L-DOPA has been utilized in the management of PD and is still the best treatment for easing PD symptoms.145 The enzyme aromatic L-amino acid decarboxylase is thought to convert L-DOPA into dopamine (DA) after decarboxylation, which is what gives L-DOPA its curative qualities. Despite being quite effective in the early phases of PD, prolonged therapy causes L-DOPA-induced dyskinesia (LID), which affects 10% of individuals every year while being treated.145 LID results in the most severe motor side effect of DA substitution treatment, and it significantly lessens the therapeutic effectiveness of L-DOPA administration. The 5-hydroxytryptamine (5-HT) system appears to be specifically linked to dyskinesia. Studies have shown that 5-HT neurons can discharge DA as a fake neurotransmitter when treated with L-DOPA.146-149 Modification may not only contribute to LID but additionally play a role in nonmotor disturbances brought on by L-DOPA.150 It is yet unclear exactly what these neurochemical changes are or how extensive they are.

The spatial distribution of L-DOPA in the brains of dys and non-dyskinetic monkeys was mapped using MALDI-MSI.151 LID mice had very high levels of L-DOPA, which led to a spike in DA and DA metabolites in extrastriatal regions. Additionally, L-DOPA’s primary metabolite, 3-OMD (3-methyl dopamine), was shown to be significantly higher in LID, suggesting that L-DOPA’s breakdown is disrupted in this condition.151 Because of the elevated concentrations of L-DOPA in LID, extrastriatal areas had a greater concentration of DA, which was mostly processed by COMT (catechol-O-methyl transferase).151 The elevated concentration of DA in extrastriatal areas may influence biological processes by changing signaling across the entire brain, leading to a variety of negative consequences from L-DOPA treatment.151

Other Neurological Disorder

Most neurological disorders have neurological inflammation as an underlying disorder, which is currently being understood.
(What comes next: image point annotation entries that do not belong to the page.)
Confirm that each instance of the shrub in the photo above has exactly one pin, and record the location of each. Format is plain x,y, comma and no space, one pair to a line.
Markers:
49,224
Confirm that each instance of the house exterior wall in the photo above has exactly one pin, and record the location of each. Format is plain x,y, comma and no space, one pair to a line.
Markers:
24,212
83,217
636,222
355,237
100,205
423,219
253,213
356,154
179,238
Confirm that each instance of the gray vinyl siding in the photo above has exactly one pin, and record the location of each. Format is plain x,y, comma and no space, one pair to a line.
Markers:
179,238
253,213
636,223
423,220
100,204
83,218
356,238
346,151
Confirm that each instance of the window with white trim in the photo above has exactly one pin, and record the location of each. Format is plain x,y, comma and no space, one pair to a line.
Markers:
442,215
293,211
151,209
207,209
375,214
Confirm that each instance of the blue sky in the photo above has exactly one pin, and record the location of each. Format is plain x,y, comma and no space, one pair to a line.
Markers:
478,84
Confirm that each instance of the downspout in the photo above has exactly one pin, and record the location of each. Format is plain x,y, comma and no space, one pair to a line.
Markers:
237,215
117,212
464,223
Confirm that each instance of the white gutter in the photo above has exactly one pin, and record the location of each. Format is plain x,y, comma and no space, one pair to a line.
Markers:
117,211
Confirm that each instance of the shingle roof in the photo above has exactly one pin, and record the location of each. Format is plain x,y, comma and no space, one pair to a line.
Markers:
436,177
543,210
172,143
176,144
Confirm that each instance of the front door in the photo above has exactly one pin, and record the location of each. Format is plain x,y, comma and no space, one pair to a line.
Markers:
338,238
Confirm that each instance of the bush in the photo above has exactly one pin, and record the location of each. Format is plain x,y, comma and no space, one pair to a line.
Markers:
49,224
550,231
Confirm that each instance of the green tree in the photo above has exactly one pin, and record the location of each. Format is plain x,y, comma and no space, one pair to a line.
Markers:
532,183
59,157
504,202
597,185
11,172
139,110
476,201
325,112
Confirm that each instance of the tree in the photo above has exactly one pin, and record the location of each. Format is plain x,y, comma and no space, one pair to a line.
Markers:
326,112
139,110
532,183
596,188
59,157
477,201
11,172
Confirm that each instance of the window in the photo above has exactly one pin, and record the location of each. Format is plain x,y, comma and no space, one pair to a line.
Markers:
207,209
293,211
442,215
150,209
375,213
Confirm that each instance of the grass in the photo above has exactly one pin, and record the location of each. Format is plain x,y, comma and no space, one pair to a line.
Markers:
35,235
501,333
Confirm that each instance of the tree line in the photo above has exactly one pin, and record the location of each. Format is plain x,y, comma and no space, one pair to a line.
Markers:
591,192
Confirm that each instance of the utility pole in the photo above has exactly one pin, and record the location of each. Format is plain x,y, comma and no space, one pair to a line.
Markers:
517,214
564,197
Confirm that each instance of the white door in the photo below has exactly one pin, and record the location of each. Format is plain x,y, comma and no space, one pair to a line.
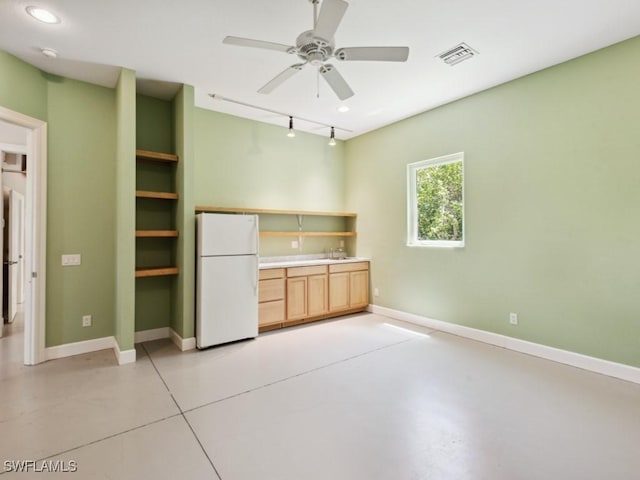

Glycosylation is one biochemical route that has been disregarded in neurological inflammation.152 N-glycosylation is a particular kind of glycosylation that plays an essential part in the central nervous system [CNS]. Congenital glycosylation illnesses that cause neuropathological manifestations including seizures and cognitive impairment.152 The actions of glycoproteins might ultimately be affected by changes in N-glycosylation, which will eventually influence cellular machinery.152 Identifying N-glycosylation changes in a neuroinflammatory setting can therefore offer a possible strategy for future treatments.152 Although little has been learned about N-glycans’ function in brain physiology, it is understood that they play an essential part in neuronal growth and distinction, synaptic development, and myelinogenesis.153 This emphasizes the importance of thoroughly characterizing the brain's N-glycome, particularly in neurological disorders like neuroinflammation, to comprehend how glycosylation may be contributing to the etiology of neurological conditions.152

In a recent study, Rebelo et al. discussed the function of N-glycosylation in an example of neurological inflammation brought on by lipopolysaccharide (LPS).152 The cell membrane of gram-negative bacteria contains LPS, a strong immunostimulant that primarily attaches to the numerous TLR-4 receptors found in microglia154,155 as well as to a lesser degree, in neurons and astrocytes.156-158 The production of those aforementioned harmful inflammatory compounds is then activated by the stimulation of transcription variables by TLR-4, as well as other subsequent pathways in microglia.159,160 Following LPS injection, there was a considerable reduction in sialylation and fucosylation (7.5% and 8.5%, respectively), indicating that this down-regulation may be an important potentiator of inflammatory cascades. The presence of bisected N-glycan structures and an overall rise in oligomannose (13.5%) in the inflamed tissue could further point to their involvement in this phenomenon.152 The brain’s glycomic profile can be fully understood using a variety of glyco-analytical methodologies, which creates opportunities for additional study in this area.152

In the process of drug discovery and chemical sensor development, tracking variations in concentrations of drugs during an experiment and their ultimate concentration near the location where they act has long been an issue. Additionally, an objective for determining the potential for therapy when it comes to effectiveness as well as safety is dosage estimation.161,162 The administration of drugs aimed at compartments inside cells may assist in enhancing drug absorption and function in addition to transport mechanisms. The cellular distribution of drugs is another crucial characteristic.163-165 Therefore, it is crucial to create and enhance diagnostic modalities for high resolution and precise measurement of substances within cells.166-168

According to a recent clinical study, CNS barriers are believed to perform an impact in the onset and course of various neurological illnesses, including schizophrenia.169-171 Recent investigations by scholars studying the blood brain barrier (BBB) have revealed significant unresolved inquries regarding (a) the possibility of an association between antipsychotic drugs and BBB function impairments, (b) targeting BBB transport processes to enhance the performance of antipsychotic medication, and (c) the importance of treatment options intended for safeguarding or restoring the BBB in psychosis.170 Recognizing that solely loose and nonionized particles can traverse the barrier to communicate with receptors in the brain and start a pharmacological reaction is crucial to understanding the biochemical processes of low molar mass drug delivery through the BBB.172-175 Drugs nevertheless remain in the blood and brain regions in both their loose and bonded forms that are combined with blood proteins or elements of cells.173 To explore the quantitative influence of several connected mechanisms on unattached antipsychotic drug transport over the BBB at various levels, wherein small variances may exist, particular and highly sensitive analytical techniques are required.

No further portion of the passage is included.